More and more ASCs are canceling contracts with health plans, only to perform surgery on the plan's members and bill as out of network. Historically, ASCs functioned as out-of-network only if they couldn't obtain contracts with payers. Not surprisingly, these arrangements are coming under increased scrutiny.
Potentially more profitable
When an ASC that has a contract with a preferred provider organization (PPO) provides services to that payer's members, the ASC has contractually agreed to receive a percentage (usually 80 percent to 90 percent) of a negotiated rate from the payer. The rate is typically much less than the ASC's normally billed charges. The ASC bills the patient directly for the deductible and for the in-network co-pay (usually 10 percent to 20 percent of the reduced rate).
Going out of network may be more lucrative. If a health-plan member goes to an out-of-network ASC, the payer has typically agreed in its contract with the member that the payer will pay a lower percentage than the in-network number, and the member is responsible for the remaining percentage. Typically, the breakdown is 70 percent payer, 30 percent member. However, this lower percentage paid by the payer is applied to the ASC's billed charge. Since the ASC is out-of-network, the payer doesn't have an agreement with the ASC, so there's no negotiated reduced rate.
Thus, the out-of-network ASC can bill the payer for more money. And although the ASC receives a smaller percentage than that received by in-network providers, it's a smaller percentage of a much higher amount. The result: reimbursement from the payer that's significantly more than what the ASC would have received from both the payer and the member if it were in-network.
Dollars and cents
Here's how out-of-network billing results in higher reimbursements to the ASC.
- Say a payer covers 90 percent of in-network charges and 70 percent out-of-network.

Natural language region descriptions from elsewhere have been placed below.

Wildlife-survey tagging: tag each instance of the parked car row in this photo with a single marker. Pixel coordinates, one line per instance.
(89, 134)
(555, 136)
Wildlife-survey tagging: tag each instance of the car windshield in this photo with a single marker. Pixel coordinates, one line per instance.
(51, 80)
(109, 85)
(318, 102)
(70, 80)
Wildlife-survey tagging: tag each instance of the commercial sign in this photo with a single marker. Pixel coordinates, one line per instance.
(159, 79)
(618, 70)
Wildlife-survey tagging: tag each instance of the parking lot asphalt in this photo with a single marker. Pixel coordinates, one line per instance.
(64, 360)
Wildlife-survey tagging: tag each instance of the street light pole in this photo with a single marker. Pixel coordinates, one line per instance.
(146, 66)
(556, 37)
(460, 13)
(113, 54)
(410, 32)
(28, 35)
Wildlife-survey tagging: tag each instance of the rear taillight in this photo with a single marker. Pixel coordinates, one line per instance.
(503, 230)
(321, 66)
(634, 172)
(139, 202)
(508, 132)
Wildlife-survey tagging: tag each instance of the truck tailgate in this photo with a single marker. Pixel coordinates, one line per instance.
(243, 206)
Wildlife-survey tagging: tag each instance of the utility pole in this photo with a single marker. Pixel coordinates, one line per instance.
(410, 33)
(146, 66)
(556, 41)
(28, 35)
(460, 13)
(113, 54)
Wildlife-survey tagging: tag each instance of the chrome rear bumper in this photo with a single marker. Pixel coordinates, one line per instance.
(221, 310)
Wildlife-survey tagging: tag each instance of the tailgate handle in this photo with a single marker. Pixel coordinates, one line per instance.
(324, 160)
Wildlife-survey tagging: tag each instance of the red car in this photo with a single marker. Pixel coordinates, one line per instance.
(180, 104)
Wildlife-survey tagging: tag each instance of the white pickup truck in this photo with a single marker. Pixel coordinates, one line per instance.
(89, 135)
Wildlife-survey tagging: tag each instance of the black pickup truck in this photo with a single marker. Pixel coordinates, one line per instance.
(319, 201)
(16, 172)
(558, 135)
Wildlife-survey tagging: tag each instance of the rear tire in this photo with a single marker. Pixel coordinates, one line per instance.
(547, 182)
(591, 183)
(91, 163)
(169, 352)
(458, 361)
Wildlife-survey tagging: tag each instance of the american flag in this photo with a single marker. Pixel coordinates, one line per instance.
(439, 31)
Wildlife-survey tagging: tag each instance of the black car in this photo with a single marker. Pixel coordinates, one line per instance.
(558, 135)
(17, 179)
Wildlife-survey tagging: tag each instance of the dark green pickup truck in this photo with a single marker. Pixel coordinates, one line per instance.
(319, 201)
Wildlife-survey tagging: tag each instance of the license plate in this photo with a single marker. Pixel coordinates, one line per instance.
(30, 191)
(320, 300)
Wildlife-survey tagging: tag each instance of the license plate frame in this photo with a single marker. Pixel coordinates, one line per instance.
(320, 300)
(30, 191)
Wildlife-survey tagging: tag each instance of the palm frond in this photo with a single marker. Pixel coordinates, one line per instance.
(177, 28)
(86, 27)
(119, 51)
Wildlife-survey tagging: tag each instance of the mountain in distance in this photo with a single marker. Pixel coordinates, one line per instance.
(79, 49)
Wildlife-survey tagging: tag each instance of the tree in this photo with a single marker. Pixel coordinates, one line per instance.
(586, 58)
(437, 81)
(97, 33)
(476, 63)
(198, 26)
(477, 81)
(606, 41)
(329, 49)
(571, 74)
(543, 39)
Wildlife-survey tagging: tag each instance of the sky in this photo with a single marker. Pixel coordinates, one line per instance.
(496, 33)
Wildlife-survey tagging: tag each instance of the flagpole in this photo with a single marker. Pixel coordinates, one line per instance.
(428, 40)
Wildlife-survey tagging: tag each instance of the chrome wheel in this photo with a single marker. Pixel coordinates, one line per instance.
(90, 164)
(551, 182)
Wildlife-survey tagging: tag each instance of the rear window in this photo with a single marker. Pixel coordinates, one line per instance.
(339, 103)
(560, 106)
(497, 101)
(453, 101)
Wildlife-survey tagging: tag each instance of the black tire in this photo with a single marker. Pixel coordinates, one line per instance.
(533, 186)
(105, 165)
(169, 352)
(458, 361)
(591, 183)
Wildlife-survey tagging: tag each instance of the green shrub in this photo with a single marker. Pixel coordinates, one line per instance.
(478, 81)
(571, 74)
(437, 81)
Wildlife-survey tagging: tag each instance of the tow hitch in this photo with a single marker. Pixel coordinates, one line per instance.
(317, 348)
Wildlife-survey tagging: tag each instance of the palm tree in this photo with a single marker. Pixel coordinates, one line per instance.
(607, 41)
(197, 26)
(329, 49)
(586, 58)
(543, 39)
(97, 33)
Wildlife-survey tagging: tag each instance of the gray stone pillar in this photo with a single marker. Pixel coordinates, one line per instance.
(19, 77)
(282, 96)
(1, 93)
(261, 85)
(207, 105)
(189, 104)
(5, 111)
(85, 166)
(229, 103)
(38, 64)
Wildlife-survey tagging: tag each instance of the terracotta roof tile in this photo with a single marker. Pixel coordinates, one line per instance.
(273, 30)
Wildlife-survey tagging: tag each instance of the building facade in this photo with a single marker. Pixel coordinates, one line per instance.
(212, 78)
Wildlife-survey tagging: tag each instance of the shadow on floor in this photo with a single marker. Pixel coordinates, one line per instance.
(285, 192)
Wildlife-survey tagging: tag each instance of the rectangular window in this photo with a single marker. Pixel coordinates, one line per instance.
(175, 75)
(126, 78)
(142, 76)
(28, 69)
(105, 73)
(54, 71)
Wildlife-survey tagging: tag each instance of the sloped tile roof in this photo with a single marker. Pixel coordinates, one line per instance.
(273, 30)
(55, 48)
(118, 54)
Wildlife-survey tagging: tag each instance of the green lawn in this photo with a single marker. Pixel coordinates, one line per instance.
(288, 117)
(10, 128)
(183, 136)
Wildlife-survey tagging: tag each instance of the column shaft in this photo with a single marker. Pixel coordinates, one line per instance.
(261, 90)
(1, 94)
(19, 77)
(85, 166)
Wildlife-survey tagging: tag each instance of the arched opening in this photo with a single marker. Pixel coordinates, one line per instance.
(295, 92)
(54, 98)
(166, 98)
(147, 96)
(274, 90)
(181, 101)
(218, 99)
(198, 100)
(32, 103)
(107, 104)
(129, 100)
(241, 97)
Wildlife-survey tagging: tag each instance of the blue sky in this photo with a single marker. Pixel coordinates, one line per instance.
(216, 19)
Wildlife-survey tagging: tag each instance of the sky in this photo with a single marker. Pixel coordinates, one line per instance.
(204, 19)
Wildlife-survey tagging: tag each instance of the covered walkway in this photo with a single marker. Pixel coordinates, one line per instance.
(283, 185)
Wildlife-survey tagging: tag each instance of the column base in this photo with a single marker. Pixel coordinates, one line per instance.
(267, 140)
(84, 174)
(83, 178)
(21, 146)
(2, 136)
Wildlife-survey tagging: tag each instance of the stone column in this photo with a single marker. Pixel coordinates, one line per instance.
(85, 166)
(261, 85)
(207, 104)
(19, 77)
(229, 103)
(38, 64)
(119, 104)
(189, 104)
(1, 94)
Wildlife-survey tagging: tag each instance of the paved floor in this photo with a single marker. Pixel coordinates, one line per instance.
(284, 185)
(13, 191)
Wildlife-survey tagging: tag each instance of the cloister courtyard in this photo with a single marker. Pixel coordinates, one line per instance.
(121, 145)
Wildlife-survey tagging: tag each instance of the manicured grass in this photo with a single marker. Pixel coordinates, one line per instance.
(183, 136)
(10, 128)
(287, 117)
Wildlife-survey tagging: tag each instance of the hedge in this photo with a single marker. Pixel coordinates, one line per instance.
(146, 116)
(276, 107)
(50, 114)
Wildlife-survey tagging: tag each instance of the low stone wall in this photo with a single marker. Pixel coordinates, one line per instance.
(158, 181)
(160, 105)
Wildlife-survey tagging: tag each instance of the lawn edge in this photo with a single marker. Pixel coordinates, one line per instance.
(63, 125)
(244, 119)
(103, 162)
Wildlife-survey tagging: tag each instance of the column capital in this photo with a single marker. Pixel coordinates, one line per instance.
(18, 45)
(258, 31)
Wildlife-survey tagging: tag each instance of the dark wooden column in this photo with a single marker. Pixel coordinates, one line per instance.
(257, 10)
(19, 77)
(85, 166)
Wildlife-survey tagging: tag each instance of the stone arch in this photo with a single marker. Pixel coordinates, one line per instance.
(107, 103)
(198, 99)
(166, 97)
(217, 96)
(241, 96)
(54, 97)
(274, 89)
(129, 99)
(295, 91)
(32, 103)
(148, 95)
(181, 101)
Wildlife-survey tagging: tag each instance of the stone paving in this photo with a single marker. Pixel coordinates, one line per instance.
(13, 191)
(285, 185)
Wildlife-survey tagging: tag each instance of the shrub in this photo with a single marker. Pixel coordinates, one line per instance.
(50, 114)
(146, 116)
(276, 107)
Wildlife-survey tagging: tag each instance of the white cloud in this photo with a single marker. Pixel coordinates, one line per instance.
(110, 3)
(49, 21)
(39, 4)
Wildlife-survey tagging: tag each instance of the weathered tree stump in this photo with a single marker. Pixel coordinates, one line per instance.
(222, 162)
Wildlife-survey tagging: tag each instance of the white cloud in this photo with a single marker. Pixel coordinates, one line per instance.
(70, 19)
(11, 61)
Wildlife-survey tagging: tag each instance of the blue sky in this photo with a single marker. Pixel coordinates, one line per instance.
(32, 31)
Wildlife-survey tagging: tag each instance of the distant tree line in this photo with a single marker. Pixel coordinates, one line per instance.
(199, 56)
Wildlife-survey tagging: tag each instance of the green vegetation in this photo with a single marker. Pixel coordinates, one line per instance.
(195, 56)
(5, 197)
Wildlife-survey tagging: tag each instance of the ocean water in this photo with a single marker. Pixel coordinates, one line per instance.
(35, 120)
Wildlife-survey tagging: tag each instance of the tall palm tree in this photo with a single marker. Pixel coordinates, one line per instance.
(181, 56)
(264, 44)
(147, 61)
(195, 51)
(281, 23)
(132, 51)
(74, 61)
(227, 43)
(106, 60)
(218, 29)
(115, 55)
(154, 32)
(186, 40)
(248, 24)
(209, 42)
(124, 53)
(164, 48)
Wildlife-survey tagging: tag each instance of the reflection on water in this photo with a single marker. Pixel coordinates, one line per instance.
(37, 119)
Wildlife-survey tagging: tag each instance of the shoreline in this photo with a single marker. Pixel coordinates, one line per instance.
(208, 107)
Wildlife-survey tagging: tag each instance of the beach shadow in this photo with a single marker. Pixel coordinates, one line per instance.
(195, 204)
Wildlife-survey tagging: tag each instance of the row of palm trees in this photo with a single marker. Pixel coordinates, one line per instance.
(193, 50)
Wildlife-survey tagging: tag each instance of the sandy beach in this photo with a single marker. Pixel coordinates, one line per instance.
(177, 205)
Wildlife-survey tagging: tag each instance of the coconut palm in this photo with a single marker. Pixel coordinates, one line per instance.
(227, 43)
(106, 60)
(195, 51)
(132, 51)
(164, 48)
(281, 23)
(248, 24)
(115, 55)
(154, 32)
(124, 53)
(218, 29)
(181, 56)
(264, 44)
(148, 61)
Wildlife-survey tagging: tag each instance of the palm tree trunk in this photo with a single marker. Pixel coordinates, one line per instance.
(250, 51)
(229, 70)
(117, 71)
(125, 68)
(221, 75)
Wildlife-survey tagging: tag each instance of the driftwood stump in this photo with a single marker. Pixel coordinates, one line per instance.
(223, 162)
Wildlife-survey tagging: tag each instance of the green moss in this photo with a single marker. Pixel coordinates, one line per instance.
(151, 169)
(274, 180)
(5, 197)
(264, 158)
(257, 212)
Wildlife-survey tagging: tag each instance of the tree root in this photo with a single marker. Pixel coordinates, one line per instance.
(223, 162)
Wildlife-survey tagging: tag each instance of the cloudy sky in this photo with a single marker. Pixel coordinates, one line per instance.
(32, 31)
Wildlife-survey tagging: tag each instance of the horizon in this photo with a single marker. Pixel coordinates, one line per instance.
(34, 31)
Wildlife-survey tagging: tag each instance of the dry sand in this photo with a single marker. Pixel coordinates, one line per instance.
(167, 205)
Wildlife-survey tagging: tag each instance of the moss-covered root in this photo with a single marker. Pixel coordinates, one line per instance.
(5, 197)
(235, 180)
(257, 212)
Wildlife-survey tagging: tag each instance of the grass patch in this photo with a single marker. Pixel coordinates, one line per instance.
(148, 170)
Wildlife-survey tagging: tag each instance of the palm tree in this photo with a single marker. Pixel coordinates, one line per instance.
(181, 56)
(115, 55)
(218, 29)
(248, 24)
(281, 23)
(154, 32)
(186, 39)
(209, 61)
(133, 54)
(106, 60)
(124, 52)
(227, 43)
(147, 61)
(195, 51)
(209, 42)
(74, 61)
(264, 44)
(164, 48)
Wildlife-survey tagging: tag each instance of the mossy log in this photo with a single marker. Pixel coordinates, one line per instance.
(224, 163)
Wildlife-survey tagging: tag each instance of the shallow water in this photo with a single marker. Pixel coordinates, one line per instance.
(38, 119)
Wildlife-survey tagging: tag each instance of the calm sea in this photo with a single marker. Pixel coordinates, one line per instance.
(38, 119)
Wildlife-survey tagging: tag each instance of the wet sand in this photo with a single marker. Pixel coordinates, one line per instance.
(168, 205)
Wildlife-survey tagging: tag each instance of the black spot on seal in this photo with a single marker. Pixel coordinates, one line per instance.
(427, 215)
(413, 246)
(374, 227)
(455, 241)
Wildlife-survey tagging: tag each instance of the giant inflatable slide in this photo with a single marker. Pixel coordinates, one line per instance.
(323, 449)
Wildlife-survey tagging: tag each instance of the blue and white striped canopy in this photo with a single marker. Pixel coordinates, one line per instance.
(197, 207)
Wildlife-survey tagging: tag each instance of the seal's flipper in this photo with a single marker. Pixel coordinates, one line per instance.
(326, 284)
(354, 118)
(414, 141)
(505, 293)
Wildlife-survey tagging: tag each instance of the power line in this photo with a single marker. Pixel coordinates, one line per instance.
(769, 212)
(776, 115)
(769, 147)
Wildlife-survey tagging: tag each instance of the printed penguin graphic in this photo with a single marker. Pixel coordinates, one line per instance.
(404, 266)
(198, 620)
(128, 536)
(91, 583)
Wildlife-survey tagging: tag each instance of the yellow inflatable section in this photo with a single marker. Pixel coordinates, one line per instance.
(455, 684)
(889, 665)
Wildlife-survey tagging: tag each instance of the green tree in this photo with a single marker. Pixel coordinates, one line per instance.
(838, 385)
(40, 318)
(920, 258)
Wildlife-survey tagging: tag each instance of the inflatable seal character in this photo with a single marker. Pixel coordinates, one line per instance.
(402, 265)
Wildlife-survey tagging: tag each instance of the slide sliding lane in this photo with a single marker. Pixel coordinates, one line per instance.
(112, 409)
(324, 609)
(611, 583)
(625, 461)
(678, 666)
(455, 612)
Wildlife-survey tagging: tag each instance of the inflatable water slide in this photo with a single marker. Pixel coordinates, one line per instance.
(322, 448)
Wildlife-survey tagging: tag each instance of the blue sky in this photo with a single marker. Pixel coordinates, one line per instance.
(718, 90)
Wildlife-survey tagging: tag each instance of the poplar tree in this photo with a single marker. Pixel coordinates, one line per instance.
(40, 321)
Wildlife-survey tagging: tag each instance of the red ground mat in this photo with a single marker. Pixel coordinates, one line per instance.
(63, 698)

- An ASC could contract with the payer for reimbursement of $1,500 for the facility fee for a procedure. However, the ASC might bill $6,000 for that same procedure if a contractually reduced rate with the payer doesn't exist.
- Therefore, the ASC's out-of-network reimbursement from the payer would be $4,200 (70 percent of $6,000), almost three times more than the $1,500 it would receive from both the payer and patient if the ASC were a contracted provider.
While this differential in the billed charges may seem exaggerated, it's often even larger with many ASCs. So going out-of-network would appear to be a huge financial victory for the ASC, but it leaves the patient responsible for a larger percentage of a higher billed charge - $1,800 (30 percent of $6,000), instead of $150 (10 percent of $1,500). Some ASCs avoid this substantial incremental cost to the patient by waiving the co-pay or deductible or by not aggressively pursuing patients for payment.
A lesson on the laws
What many out-of-network ASCs don't realize when explicitly (or implicitly) waiving or not aggressively pursuing co-pays or deductibles is that myriad federal and state laws are potentially implicated. The Office of Inspector General (OIG) of the Department of Health and Human Services made it clear in a 1991 special fraud alert that routinely waiving Medicare co-payments and deductibles (in the absence of documented patient financial hardship) could violate the federal Anti-Kickback Statute. In addition, several states' laws could consider such waivers violations of state anti-kickback laws.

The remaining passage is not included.